Anregung, nicht Kritik
Das BAV sei bei der Dosto-Beschaffung nicht gefragt worden, hält Füglistaler im Blog fest. Dass ein ehemaliger Chefbeamter kurz nach seiner Pensionierung so heftig gegen den wichtigsten Exponenten seines Wirkungsgebiets austeilt, ist aussergewöhnlich – auch wenn Füglistaler die SBB schon in seiner Amtszeit wiederholt kritisiert hatte, wegen ihres Widerstands gegen eine Marktöffnung etwa oder weil sie stets mehr Subventionen fordere.
Auf Anfrage von Blick gibt sich Füglistaler zurückhaltend. Seine deutlichen Worte im Blog zur Rolle des Verwaltungsrats definiert er als Äusserungen zu aktuellen Fragestellungen: «Diese verstehe ich nicht als Kritik, sondern als Anregungen für Verbesserungen.»
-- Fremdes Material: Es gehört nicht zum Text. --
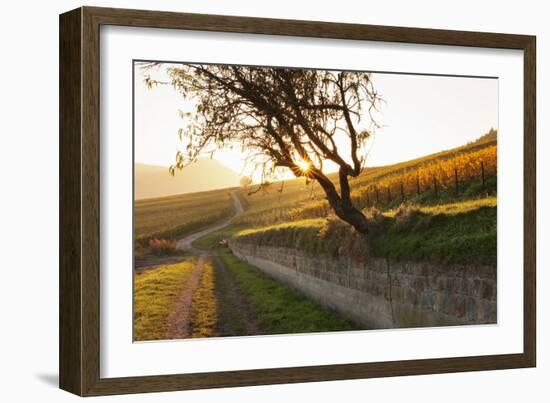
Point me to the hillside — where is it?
[134,159,239,200]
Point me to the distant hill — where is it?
[134,159,240,200]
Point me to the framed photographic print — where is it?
[60,7,536,396]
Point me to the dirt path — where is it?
[176,191,244,255]
[166,256,205,339]
[166,191,252,339]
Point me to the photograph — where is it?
[132,59,502,342]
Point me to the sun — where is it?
[296,159,311,174]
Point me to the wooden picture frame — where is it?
[59,7,536,396]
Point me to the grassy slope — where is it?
[134,261,194,341]
[134,189,233,240]
[236,197,497,265]
[220,248,355,334]
[235,141,497,226]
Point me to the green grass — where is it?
[134,260,194,341]
[134,189,233,241]
[220,248,356,334]
[235,197,497,265]
[369,206,497,266]
[234,141,497,227]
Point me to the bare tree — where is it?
[145,64,380,233]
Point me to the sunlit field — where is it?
[234,141,496,226]
[133,61,498,341]
[134,189,233,240]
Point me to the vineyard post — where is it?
[455,168,458,195]
[480,161,485,189]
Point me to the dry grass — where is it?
[134,261,194,341]
[134,189,233,240]
[191,260,218,338]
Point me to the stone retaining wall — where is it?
[229,239,497,328]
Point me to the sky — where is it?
[134,62,498,181]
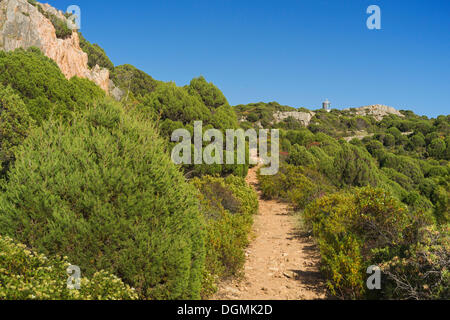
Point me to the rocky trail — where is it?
[213,168,326,300]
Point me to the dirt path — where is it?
[214,168,326,300]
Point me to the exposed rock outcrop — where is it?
[345,104,404,121]
[0,0,110,93]
[273,111,315,127]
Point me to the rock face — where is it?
[0,0,110,93]
[273,111,315,127]
[345,104,404,121]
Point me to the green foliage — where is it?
[111,64,163,98]
[234,102,297,128]
[187,76,229,110]
[78,33,114,72]
[141,83,211,125]
[0,84,33,176]
[259,165,335,210]
[0,235,137,300]
[381,153,424,184]
[381,226,450,300]
[287,144,316,167]
[0,48,104,124]
[427,138,447,159]
[334,143,379,187]
[192,176,258,297]
[0,103,204,299]
[304,187,424,298]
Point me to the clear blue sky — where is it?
[48,0,450,117]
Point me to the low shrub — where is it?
[304,187,418,298]
[192,176,258,297]
[0,102,204,299]
[381,225,450,300]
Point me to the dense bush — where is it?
[258,165,335,210]
[0,235,137,300]
[381,226,450,300]
[304,187,419,298]
[330,143,378,187]
[192,176,258,297]
[0,84,33,176]
[0,48,104,124]
[0,103,204,299]
[111,64,162,98]
[79,33,114,72]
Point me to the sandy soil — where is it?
[213,168,326,300]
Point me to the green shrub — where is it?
[381,226,450,300]
[329,143,379,187]
[304,187,417,298]
[0,48,105,124]
[287,144,316,167]
[0,235,137,300]
[258,165,335,210]
[111,64,162,97]
[0,103,204,299]
[0,84,33,176]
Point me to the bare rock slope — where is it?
[0,0,110,93]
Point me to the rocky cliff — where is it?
[0,0,110,93]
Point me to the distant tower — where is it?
[322,99,331,111]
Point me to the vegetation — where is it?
[0,13,450,299]
[0,103,204,299]
[260,111,450,299]
[0,48,105,124]
[0,235,137,300]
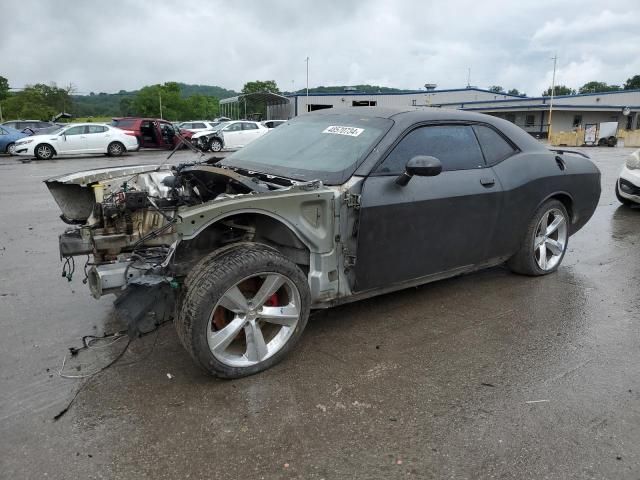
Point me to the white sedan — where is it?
[15,123,140,160]
[616,150,640,205]
[178,120,220,133]
[191,120,269,152]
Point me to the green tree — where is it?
[240,80,280,118]
[578,81,620,93]
[624,75,640,90]
[542,85,576,97]
[242,80,280,94]
[3,83,73,120]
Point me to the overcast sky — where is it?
[0,0,640,96]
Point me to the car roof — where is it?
[305,107,546,150]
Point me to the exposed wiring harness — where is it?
[53,317,171,421]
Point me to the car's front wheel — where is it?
[616,180,633,206]
[209,138,222,152]
[507,200,570,275]
[176,244,310,378]
[35,143,54,160]
[107,142,126,157]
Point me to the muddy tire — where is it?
[507,200,570,276]
[34,143,55,160]
[615,180,633,207]
[107,142,127,157]
[209,138,222,152]
[175,243,311,378]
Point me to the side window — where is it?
[376,125,485,174]
[225,123,242,132]
[64,125,84,137]
[473,125,517,165]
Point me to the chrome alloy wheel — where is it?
[36,144,53,160]
[207,272,301,367]
[533,208,567,271]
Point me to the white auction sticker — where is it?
[322,125,364,137]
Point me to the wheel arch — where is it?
[175,209,313,270]
[33,142,58,155]
[536,191,575,223]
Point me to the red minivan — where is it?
[111,117,193,149]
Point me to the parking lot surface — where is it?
[0,148,640,479]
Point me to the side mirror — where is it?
[396,155,442,187]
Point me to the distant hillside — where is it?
[72,83,238,117]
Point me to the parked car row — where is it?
[191,120,269,152]
[0,117,286,159]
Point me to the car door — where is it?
[56,125,87,154]
[222,122,244,148]
[86,125,110,153]
[355,124,501,291]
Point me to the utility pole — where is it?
[547,53,558,142]
[305,57,309,99]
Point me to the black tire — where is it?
[33,143,56,160]
[175,243,311,378]
[507,200,570,276]
[107,142,127,157]
[209,138,223,152]
[615,180,633,207]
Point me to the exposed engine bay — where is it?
[45,159,296,304]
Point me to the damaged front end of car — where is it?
[45,159,330,332]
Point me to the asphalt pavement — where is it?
[0,148,640,480]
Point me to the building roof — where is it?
[285,87,528,101]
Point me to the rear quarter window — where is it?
[113,119,136,129]
[473,125,518,165]
[376,125,485,174]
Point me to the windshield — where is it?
[221,114,393,184]
[213,122,231,130]
[111,118,136,129]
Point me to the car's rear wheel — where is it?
[209,138,222,152]
[35,143,54,160]
[615,180,633,206]
[507,200,570,275]
[176,244,310,378]
[107,142,125,157]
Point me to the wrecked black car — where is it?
[46,107,600,378]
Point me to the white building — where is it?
[254,87,640,145]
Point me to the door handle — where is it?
[480,177,496,187]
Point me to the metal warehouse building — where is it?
[226,87,640,146]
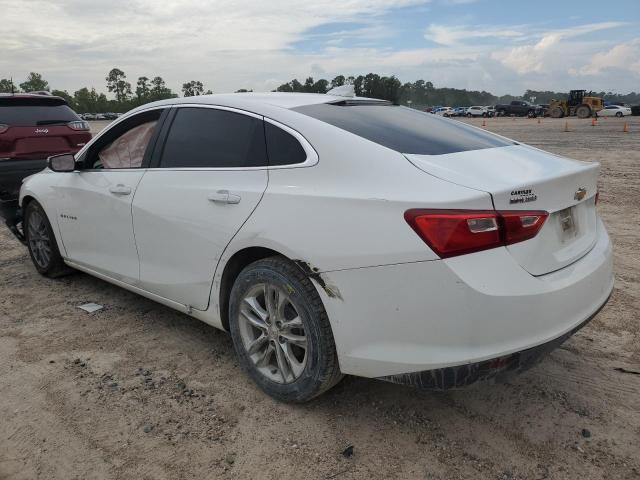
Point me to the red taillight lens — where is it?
[404,209,548,258]
[67,120,89,130]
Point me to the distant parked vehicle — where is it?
[467,106,489,117]
[596,105,631,118]
[496,100,542,117]
[436,107,456,117]
[0,94,91,227]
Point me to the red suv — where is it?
[0,93,91,227]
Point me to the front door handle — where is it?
[109,183,131,195]
[208,190,241,204]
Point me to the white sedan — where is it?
[19,92,613,402]
[596,105,631,118]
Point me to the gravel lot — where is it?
[0,117,640,480]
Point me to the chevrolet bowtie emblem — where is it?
[573,187,587,201]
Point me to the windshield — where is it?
[293,103,514,155]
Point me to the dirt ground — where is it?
[0,117,640,480]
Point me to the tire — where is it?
[229,257,342,403]
[576,105,591,118]
[23,200,73,278]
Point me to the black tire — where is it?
[23,200,73,278]
[229,257,342,403]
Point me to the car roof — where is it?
[0,93,67,106]
[135,92,388,111]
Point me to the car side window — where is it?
[264,122,307,165]
[84,110,162,170]
[160,107,268,168]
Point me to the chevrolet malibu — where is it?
[19,88,613,402]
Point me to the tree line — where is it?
[0,68,640,113]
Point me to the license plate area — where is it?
[556,207,578,242]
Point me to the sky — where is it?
[0,0,640,95]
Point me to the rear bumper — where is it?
[0,159,47,200]
[319,220,613,382]
[379,297,609,390]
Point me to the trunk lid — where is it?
[405,145,600,275]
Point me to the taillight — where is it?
[404,209,548,258]
[67,120,89,130]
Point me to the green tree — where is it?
[51,90,76,110]
[20,72,49,92]
[331,75,346,88]
[0,78,20,93]
[182,80,204,97]
[136,77,151,104]
[149,77,177,101]
[105,68,131,103]
[73,87,107,113]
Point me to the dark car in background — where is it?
[0,93,91,231]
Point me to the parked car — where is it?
[8,93,613,402]
[496,100,543,117]
[467,106,489,117]
[435,107,456,117]
[0,94,91,229]
[596,105,631,118]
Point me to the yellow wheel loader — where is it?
[549,90,604,118]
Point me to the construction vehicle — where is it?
[549,90,604,118]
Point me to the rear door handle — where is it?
[208,190,241,204]
[109,183,131,195]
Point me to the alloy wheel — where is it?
[27,210,52,268]
[238,283,309,384]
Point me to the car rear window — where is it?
[293,102,513,155]
[0,97,79,127]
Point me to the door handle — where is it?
[109,183,131,195]
[208,190,241,204]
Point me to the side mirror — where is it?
[47,153,76,172]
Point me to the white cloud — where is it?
[491,22,624,75]
[571,38,640,75]
[424,24,524,46]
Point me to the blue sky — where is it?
[0,0,640,94]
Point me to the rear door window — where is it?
[160,107,268,168]
[294,102,515,155]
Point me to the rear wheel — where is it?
[576,105,591,118]
[229,257,342,402]
[23,200,73,278]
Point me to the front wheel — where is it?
[23,200,73,278]
[229,257,342,403]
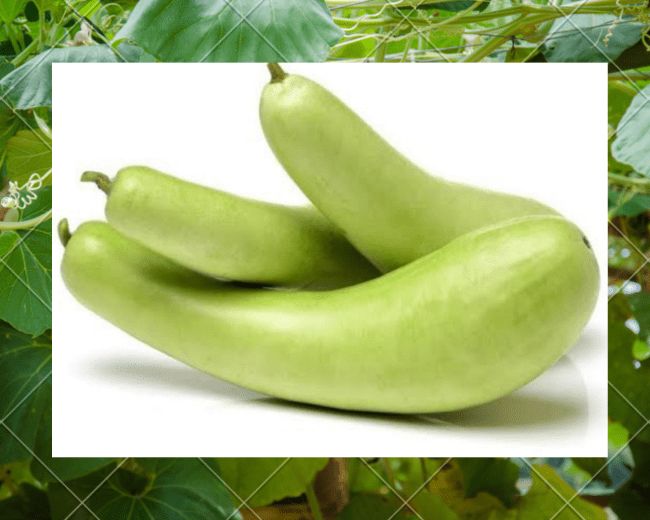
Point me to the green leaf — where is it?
[0,45,119,110]
[607,81,636,128]
[610,487,650,520]
[0,484,50,520]
[0,322,52,464]
[630,439,650,492]
[632,339,650,361]
[0,56,15,79]
[430,0,491,12]
[401,490,458,520]
[543,14,644,63]
[0,0,27,24]
[48,459,241,520]
[0,187,52,336]
[517,464,607,520]
[7,130,52,186]
[612,85,650,177]
[627,292,650,339]
[0,102,20,157]
[219,458,328,507]
[608,190,650,217]
[608,320,650,441]
[457,458,519,506]
[32,458,113,483]
[115,0,343,62]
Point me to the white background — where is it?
[53,64,607,457]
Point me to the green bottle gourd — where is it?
[60,217,599,413]
[260,64,557,271]
[82,166,379,289]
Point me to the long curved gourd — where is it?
[82,166,379,289]
[260,65,557,271]
[62,217,598,413]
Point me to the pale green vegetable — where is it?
[260,65,557,271]
[82,166,379,289]
[61,217,599,413]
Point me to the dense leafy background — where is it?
[0,0,650,520]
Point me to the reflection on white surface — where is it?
[69,318,603,456]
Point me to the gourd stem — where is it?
[81,171,113,195]
[58,218,72,247]
[267,63,288,83]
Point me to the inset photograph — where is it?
[52,63,608,457]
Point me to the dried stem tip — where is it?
[81,171,112,195]
[58,218,72,247]
[267,63,288,83]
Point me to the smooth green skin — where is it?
[62,217,598,413]
[100,166,379,289]
[260,74,557,272]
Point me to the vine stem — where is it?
[305,483,323,520]
[0,210,52,231]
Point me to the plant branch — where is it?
[305,482,323,520]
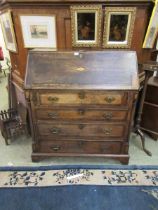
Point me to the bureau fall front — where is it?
[25,51,139,164]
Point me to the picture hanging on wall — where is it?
[0,11,17,52]
[143,0,158,48]
[71,5,102,47]
[20,15,57,49]
[103,7,136,48]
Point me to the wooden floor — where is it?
[0,77,158,166]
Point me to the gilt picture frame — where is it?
[103,7,136,48]
[20,15,57,49]
[143,0,158,48]
[0,11,17,52]
[71,5,102,47]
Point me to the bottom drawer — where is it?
[39,140,121,154]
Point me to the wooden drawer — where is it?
[36,107,127,121]
[39,141,121,154]
[37,91,128,106]
[37,122,125,139]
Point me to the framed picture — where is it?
[143,0,158,48]
[103,7,136,48]
[0,11,17,52]
[20,15,57,49]
[71,5,102,47]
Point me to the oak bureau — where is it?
[25,51,139,164]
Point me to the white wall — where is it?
[0,25,9,68]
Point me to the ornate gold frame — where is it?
[71,5,102,47]
[143,0,158,48]
[0,10,17,52]
[19,13,57,50]
[103,7,136,48]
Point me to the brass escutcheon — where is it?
[50,127,61,134]
[105,96,116,104]
[50,145,61,152]
[104,128,112,135]
[103,112,113,120]
[48,112,59,119]
[48,96,59,102]
[78,91,85,99]
[78,109,85,115]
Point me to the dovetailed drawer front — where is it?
[36,108,127,121]
[39,140,121,154]
[37,122,125,138]
[39,91,128,105]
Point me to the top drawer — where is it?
[32,91,128,106]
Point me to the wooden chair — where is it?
[0,73,28,145]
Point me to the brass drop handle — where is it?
[103,112,113,120]
[48,96,59,102]
[78,124,85,130]
[50,128,61,134]
[78,109,85,115]
[105,96,116,104]
[78,91,85,99]
[48,112,58,119]
[104,128,112,135]
[50,145,61,152]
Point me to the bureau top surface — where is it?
[25,51,139,90]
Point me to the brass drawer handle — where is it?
[105,96,116,104]
[78,124,85,130]
[50,145,61,152]
[78,109,85,115]
[48,112,59,119]
[104,128,112,135]
[50,128,61,134]
[103,112,113,120]
[78,91,85,99]
[48,96,59,102]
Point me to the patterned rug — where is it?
[0,166,158,210]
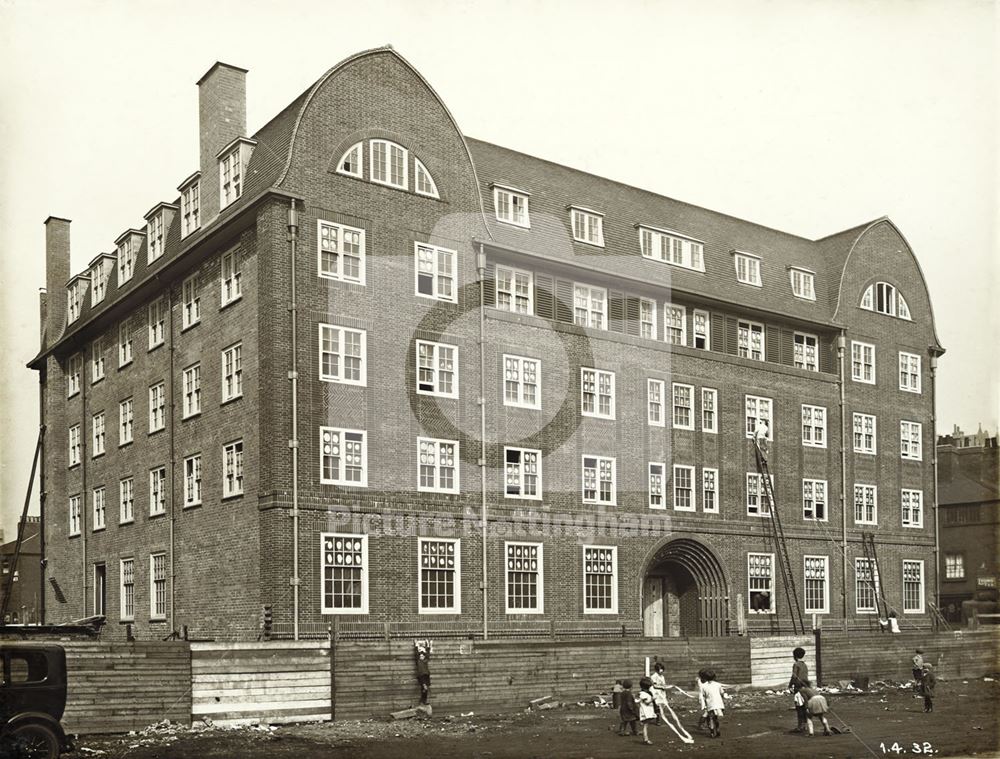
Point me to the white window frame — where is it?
[413,158,441,200]
[646,377,667,427]
[801,403,826,448]
[733,252,763,287]
[580,366,615,419]
[580,453,618,506]
[899,488,924,527]
[899,351,922,395]
[337,141,365,179]
[118,477,135,524]
[503,540,545,614]
[146,297,167,350]
[747,551,778,614]
[852,412,878,456]
[854,482,878,525]
[184,453,202,508]
[90,411,107,459]
[646,461,667,511]
[736,319,767,361]
[502,353,542,409]
[149,551,170,621]
[181,363,201,419]
[899,419,924,461]
[219,342,243,403]
[569,206,604,248]
[701,467,720,514]
[580,545,618,615]
[670,382,696,430]
[503,446,542,501]
[417,537,462,614]
[670,464,698,511]
[90,485,108,532]
[493,185,531,229]
[417,437,461,493]
[413,241,458,303]
[802,554,830,614]
[573,282,608,330]
[222,439,246,498]
[316,219,367,286]
[802,477,830,522]
[319,427,368,488]
[743,393,774,440]
[493,264,535,314]
[691,308,712,351]
[219,247,243,308]
[68,494,83,538]
[319,323,368,387]
[792,332,819,372]
[368,139,410,190]
[149,382,167,434]
[118,558,135,622]
[413,340,459,398]
[788,266,816,300]
[149,466,167,517]
[319,532,370,614]
[902,559,927,614]
[851,340,875,385]
[181,274,201,331]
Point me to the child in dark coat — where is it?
[618,680,639,735]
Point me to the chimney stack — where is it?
[198,62,247,227]
[45,216,70,345]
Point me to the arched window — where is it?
[861,282,910,319]
[337,142,361,178]
[413,158,439,198]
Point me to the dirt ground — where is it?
[76,679,1000,759]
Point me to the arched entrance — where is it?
[642,538,729,638]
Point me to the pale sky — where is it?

Im Juli, kurz vor seiner Pensionierung – nach 14 Jahren in diesem Amt – hat der ehemalige BAV-Direktor die Firma Peter Füglistaler Public Transport Solutions gegründet. Auf deren Website ist auch der Blogeintrag zur Verantwortung des SBB-Verwaltungsrats publiziert. Zu seiner aktuellen Tätigkeit sagt Füglistaler, er habe derzeit ein Mandat in Deutschland inne.
Zur Kenntnis genommen
Seit 2014 gehört Monika Ribar dem SBB-Verwaltungsrat an, seit 2016 präsidiert sie das Gremium. Die Äusserungen Füglistalers lässt sie unkommentiert. «Wir haben den Blogbeitrag zur Kenntnis genommen», richtet SBB-Sprecher Moritz Weisskopf lediglich aus. Und das BAV betont, die Dosto-Beschaffung nicht zu verantworten, denn «die Beschaffung von Rollmaterial für den Fernverkehr fällt in die unternehmerische Verantwortung der SBB», sagt BAV-Sprecher Michael Müller.